In Out of spite, out of mind, the pressures of confinement have given the animals another kind of way out. Some animals have found their own personal escape from the gaols that surround them – mentally.

EKTEK believe killing for the sake of killing is vile. But some begin to question; surely it is right to kill them before they kill us? Do we not have a right to live? Were we not created before men?

But other animals believe in a more forceful way out – animals should kill other creatures if they invade their territory – and that includes humans. Finish them before they finish us.

Some think that it need not be wasteful death; they can easily eat the bodies of men.

EKTEK believe it better that animals should die in dignity and honour, knowing they have tried every other way to survive, without resorting to human-like war or genocidal tactics.

EKTEK asks what right animals have to survive if we are such loathsome characters that all we can do is kill other creatures? For humans are mere animals after all. Are they not as mortal as we? Also, in a battle, who would win? Who holds all the weapons?
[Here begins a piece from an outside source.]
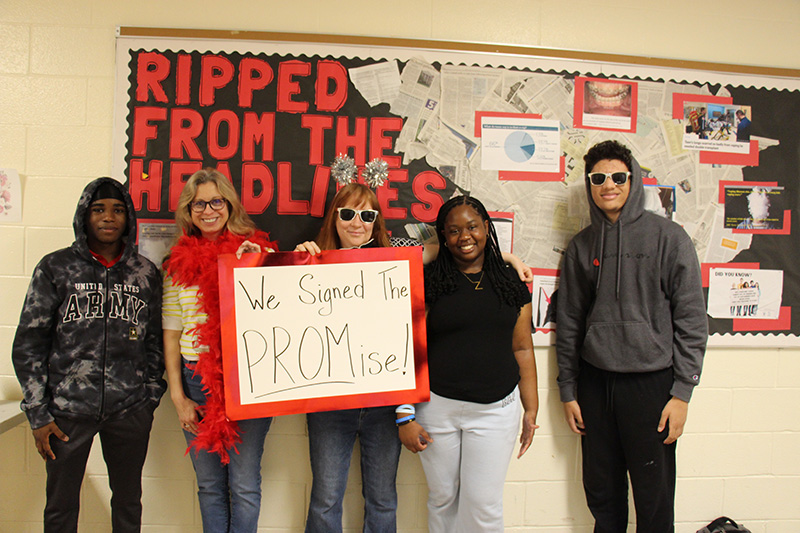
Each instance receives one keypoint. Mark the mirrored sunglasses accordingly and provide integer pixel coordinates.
(367, 216)
(599, 178)
(200, 205)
And there are those who say, if we are to stand upon an earth with no humans left, then we must seek them everywhere. Not one human will survive, not in a cave, not in a sliver of space between forest trees, not in a submarine in the depths of the ocean, not in a space ship sailing between the stars. We will find them and we will finish them and we will never let the great apes rise again. For they spell death and destruction. Their daily activities despoil the land, the sky above, the sea below and clog the pores of the earth itself as they mine the ground for their short lived riches.

In Kill the pandas, the animals with war on their mind over-run the peacemakers.
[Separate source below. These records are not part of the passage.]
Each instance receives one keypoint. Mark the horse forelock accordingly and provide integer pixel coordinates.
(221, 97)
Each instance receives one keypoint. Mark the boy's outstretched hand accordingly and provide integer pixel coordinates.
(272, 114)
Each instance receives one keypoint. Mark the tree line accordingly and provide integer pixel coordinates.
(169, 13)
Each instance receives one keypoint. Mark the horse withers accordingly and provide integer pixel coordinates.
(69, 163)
Kill the pandas is a plea for empathy for our fellow creatures on this planet. How is it that humans, one species alone among millions, have the power to destroy our home many times over and can choose to select the creatures (not just beast or plant but the very DNA) they think worthy to survive? When did humans rise so far above their animal station?

Humans have changed the course of evolution. Now, it’s time for the animals to do their own choosing.

Does Kill the pandas mean survival of the meanest?